Call for Papers
IEEE JSTSP Special Issue on
Data Driven Media Authentication and Forensics
[Deadline Extended: 1 December 2019]
Ensuring integrity of digital images is one of the most challenging and vital problems of our times. Photographs, video and audio are commonly used for documentation of important events, and require efficient and reliable authentication protocols. The increasing capability of digital media editing software has spawned a torrent of shocking manipulation examples, including the infamous DeepFakes which has been deemed a threat to privacy, democracy, and national security. This special issue will provide a timely vehicle for publishing the best research that has emerged addressing assessment of media integrity. The focus of this issue will be on data-driven approaches using machine learning.
The special issue will include contributions in this emerging field including but not limited to:
Prospective authors should follow the instructions given on the IEEE JSTSP webpages and submit their manuscript to the web submission system.

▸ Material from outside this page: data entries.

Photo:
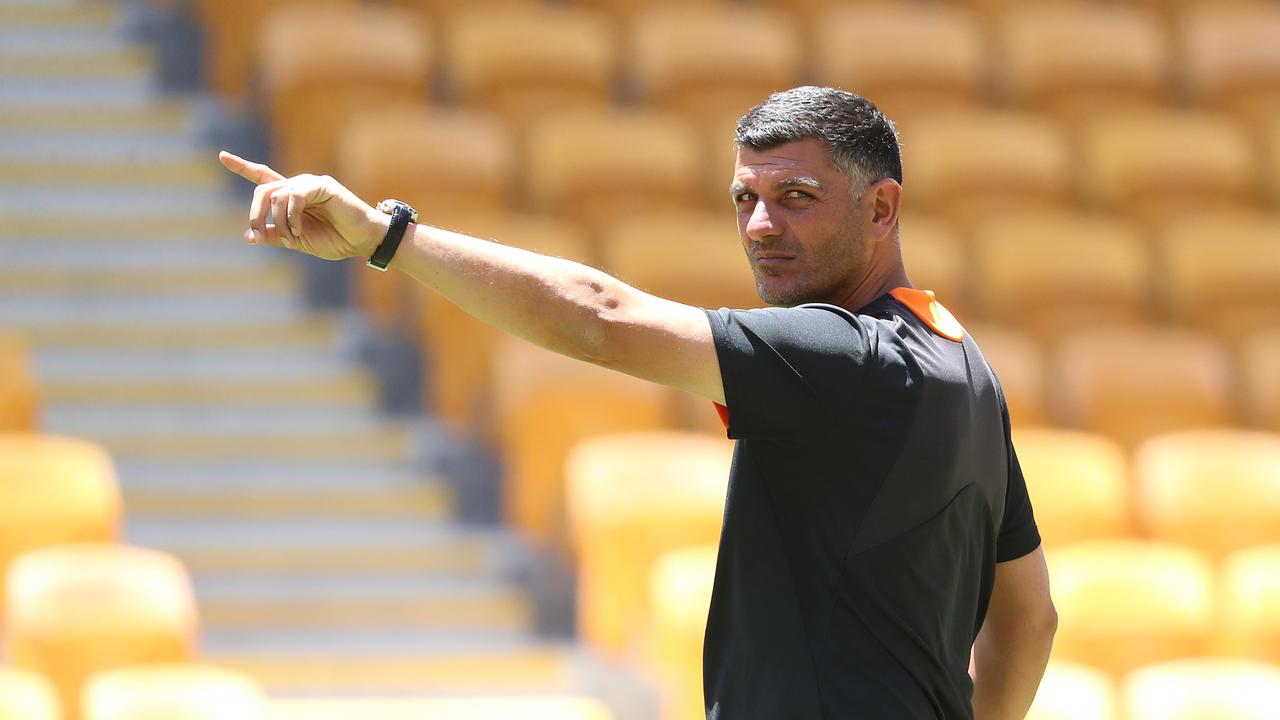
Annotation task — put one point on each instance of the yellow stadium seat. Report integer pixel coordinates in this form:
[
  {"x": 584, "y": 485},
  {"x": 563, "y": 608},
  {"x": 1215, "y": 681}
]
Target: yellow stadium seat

- Learning deep features relevant to low-level forensic analysis for problems like manipulation detection, identification of the social network of origin, camera model identification, or detection of artificially generated content.
- Pro-active protection based on digital signatures, watermarking or other such integrity mechanisms based on machine learning.
- Adoption of high-level vision to automate manual analysis that exposes physical inconsistencies, such as reflections, or shadows.
- Addressing counter-forensic and adversarial attacks.
- Forensics in the presence of in-camera processing such as HDR, video stabilization, neural imaging pipelines and advanced image fusion techniques.
- Reconstruction of media genealogy.
- Analysis and detection of imagery and videos created by new synthesis methods such as Generative models (GANs and VAEs).
- Registration of media and their signatures in a central repository such as blockchains.
- Accountability of forensics techniques.
- Multimedia authorship attribution.
- Accountable Machine-Learning techniques for Forensics.
- Fairness, Accountability and Transparency in ML-based Forensics Methods.